Le roman classique de Charles Dickens Un chant de Noël a été continuellement imprimé depuis sa première publication en 1843 et est devenu un élément indissociable des traditions de Noël dans le monde anglophone. Il y a eu d'innombrables adaptations : 23 films d'action réelle (dont un avec les Muppets), 11 films d'animation, 32 productions télévisées, ainsi que d'innombrables versions théâtrales, comédies musicales, opéras, ballets et même jeux vidéo.
Mais ce n'étaient pas les premières traductions du conte de page en scène. Dickens lui-même est devenu à l'origine une superstar du divertissement lors d'une série de tournées célèbres des deux côtés de l'Atlantique, au cours desquelles il récitait à haute voix des extraits de ses histoires devant un public ravi, jouant tous les personnages. L'adaptateur de cette version pour Olney Theatre Center, Paul Morella, trouve ironique que ce qui rend cette itération distinctive soit son retour à son format original et sa fidélité aux paroles de Dickens.
Vraiment, ici, la langue est la star. Des expressions telles que « Que Dieu nous bénisse, tout le monde ! » et « Marley était mort, pour commencer » et « Bah, connerie! » sont entrés dans notre lexique de Noël. Mais l’œuvre entière est remplie d’une prose plus riche que des dragées, et il semble que les dramaturges soient avares, presque à la manière de Scrooge, pour voler au public des joyaux comme « tout idiot qui se promène avec « Joyeux Noël » sur les lèvres devrait être bouilli avec son propre pudding, et enterré avec un pieu de houx dans le cœur ! Le facteur limitant est bien sûr le temps. Le livre entier prend environ trois heures et demie à lire à haute voix, et même un public débordant d'esprit saisonnier (ou d'esprits, dans tous les sens du terme ?) pourrait hésiter à lire tout cela.

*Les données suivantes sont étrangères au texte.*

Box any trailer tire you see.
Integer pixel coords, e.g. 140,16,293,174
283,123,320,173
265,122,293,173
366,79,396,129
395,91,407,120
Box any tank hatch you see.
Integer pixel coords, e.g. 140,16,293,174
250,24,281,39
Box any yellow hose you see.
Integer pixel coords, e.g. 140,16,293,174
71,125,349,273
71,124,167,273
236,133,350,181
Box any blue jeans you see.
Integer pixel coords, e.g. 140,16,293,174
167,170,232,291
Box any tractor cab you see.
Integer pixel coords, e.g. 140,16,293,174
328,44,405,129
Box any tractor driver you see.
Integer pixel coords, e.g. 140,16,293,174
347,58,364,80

Mais cette adaptation est très fière de sa fidélité au texte. Sur les 30 762 mots originaux de Dickens, on nous en donne 12 984, soit 42 %, et selon les notes du programme, seuls 65 ne sont pas issus de l'original. La plupart de ce qui est coupé est de l'embellissement et de la mise en scène (Dickens a été payé au mot pour ses romans ultérieurs, et il pourrait continuer un peu…), mais quiconque lit fidèlement le roman chaque année pourrait avoir faim de descriptions aussi succulentes que le les boutiques à moitié fermées le matin de Noël, toujours pleines de gourmandises, ou les gardiens de phare patinés qui « se souhaitaient un joyeux Noël dans leur boîte de grog ; et… a entonné une chanson forte qui était comme un vent en soi. Néanmoins, cette adaptation comprend tout le nécessaire pour faire avancer l'histoire, ainsi qu'un grand respect pour le chef-d'œuvre de Dickens tout en faisant preuve de pitié pour la capacité d'attention du public moderne.

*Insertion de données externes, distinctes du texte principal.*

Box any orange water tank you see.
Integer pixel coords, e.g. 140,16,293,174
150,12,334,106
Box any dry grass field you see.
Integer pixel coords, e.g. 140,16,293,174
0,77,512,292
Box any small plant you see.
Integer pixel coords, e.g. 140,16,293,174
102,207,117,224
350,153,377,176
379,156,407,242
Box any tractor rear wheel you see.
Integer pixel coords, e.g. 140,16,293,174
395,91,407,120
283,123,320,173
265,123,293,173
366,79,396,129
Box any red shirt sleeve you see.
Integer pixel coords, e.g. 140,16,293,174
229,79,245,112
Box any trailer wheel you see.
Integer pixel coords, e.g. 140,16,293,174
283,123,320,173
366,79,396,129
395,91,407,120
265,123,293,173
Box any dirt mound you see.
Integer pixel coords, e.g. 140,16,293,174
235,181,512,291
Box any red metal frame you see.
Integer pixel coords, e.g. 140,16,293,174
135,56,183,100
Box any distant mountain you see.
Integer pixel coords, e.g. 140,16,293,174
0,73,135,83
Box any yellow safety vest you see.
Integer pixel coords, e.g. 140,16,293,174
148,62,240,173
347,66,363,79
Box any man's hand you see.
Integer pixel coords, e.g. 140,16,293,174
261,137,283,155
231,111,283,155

Bien sûr, la présentation dans le laboratoire intime du Théâtre Mulitz-Gudelsky d'Olney a accès à des ressources techniques dont Dickens n'aurait pu que rêver, et elle en fait un excellent usage.

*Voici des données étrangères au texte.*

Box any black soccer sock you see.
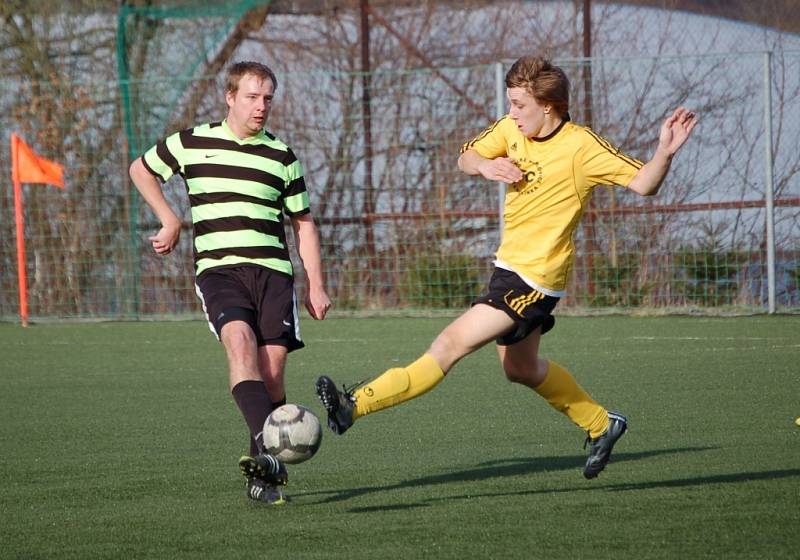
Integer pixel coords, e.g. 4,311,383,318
231,380,272,457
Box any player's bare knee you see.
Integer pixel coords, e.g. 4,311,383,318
222,323,256,355
503,361,539,387
428,330,469,371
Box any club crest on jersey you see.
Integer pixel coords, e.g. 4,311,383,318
512,159,544,194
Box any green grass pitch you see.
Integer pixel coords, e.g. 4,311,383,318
0,316,800,560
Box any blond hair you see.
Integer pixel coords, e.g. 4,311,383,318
506,56,569,117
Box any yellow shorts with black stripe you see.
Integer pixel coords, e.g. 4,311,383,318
472,268,559,346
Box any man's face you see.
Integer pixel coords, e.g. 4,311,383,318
225,74,274,138
506,87,546,138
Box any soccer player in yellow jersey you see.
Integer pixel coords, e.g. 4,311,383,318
316,57,697,478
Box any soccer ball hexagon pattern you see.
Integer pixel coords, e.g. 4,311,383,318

L'ensemble (qui n'est pas attribué à un designer, donc peut-être a-t-il été conçu par le directeur du remontage, Hallie Gordon) est composé d'une profusion d'attirail victorien – livres, antimacassars, horloges, lampes, seaux à charbon, porte-lettres en laiton, repose-pieds. , plus de livres, etc., dont certains sont utilisés comme accessoires. Au-dessus sont suspendus une lucarne inclinée avec quelques carreaux cassés, comme dans un mansarde, et trois cadres ornés qui, tout au long de l'exposition, changent de contenu pour présenter les différentes scènes. Ces images, conçues par Patrick W. Lord, sont excellentes : extrêmement subtiles, ressemblant davantage à du papier décoloré qu'à des projections. Mais dans certains cas, comme avec les esprits en lamentation dans l’air, le houx scintillant ou les chutes de neige, ils bougent, ajoutant juste cette touche de magie à la scène.
Félicitations pour les vraies bougies sur scène (de nos jours, de nombreux théâtres insistent pour n'utiliser que des bougies artificielles), et la production en fait bon usage, comme lorsque le pauvre Cratchit essaie de se réchauffer dessus, ou lorsque le fantôme du cadeau de Noël en tient une. comme sa torche.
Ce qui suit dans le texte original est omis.